And the reason why that's so important in my view, When we are out allowed to explore who we are as unencumbered people, when we can start to take the baggage that we've acquired over our years off, we're able to lock into our superpowers. And when we have people who are dialed into their superpowers, they're not only happy, but you're gonna have better business outcomes because of it.
What I underestimated. So that value has been the value since we started. Um, and I've been very passionate about it. What I have grossly underestimated is how hard it is for people to even identify what parts of themselves are authentic and what parts aren't. Mm-hmm. . And to release those parts that are not.
I've also under-recognized. how depending on your race, your gender, your cultural background, whatever, everybody's journey to authenticity looks very different. And it might be safer for someone like me to become their authentic self than it would be for another person. That other person didn't conform to mainstream.
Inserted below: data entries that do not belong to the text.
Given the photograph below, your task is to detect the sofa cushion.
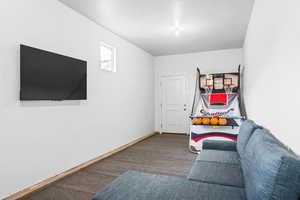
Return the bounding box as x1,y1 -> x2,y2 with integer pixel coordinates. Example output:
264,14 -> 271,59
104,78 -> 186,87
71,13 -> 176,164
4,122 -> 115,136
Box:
188,161 -> 244,188
241,129 -> 300,200
92,171 -> 246,200
236,120 -> 261,157
196,150 -> 240,165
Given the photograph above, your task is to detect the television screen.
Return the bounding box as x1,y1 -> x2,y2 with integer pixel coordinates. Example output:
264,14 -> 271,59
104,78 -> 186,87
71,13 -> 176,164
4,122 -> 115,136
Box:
20,45 -> 87,100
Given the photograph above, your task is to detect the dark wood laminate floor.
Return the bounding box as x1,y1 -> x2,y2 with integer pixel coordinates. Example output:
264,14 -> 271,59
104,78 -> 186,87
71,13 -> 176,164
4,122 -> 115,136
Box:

Right. And so I've learned a lot from my own people. Mm-hmm. about. what it really takes to live your most authentic self. And it is scary and it is hard, and it takes a lot of hard work. Mm-hmm. . And so I've just become humbled when I ask for authenticity from my team. It's a lot harder than I could ever appreciate.
And so we very intentionally work on that. Authentic. Sometimes that looks like roles that people start with change because. Hey, we're learning that a role's not really dialed into who you really are. Mm-hmm. , um, it might mean admitting your own weaknesses. Mm-hmm. and, and letting some things go. It might mean that you have to like, drop some of your biases on some things and become aware of those biases.
It's hard work. Mm-hmm. ,
Tiffany Sauder: do you think that's been a natural part of who you are to live authentically, or is it in the foreground because you've had to work really hard? .
Amy Brown: I think there's a lot in me that's hardwired that way. Mm-hmm. and my family would tell you authentically. Yeah. Yes. To be authentic. Yeah.
Yeah. I guess I, I have lived enough life where it's kind of this, in my mind, this mentality of life's too short to live any other way. Mm-hmm. . But I also recognize not more than ever that I had the privilege of choosing that more than I think some other people may have.
Tiffany Sauder: How would you describe what your own superpower?
Amy Brown: I think one of my superpowers is really being able to reflect to people the light and the beauty that I see in them. I think so often the mirrors we look to are false or they're defined by forces that aren't pure or for our own good. And I really over time have learned to think less. , what difference am I personally making in the world?
And more about how do I help others see themselves as these beautiful creatures and, and the ripple effect of doing that. Mm-hmm. is much greater than any one thing that I can do. Mm-hmm. with my own hands or mm-hmm. voice.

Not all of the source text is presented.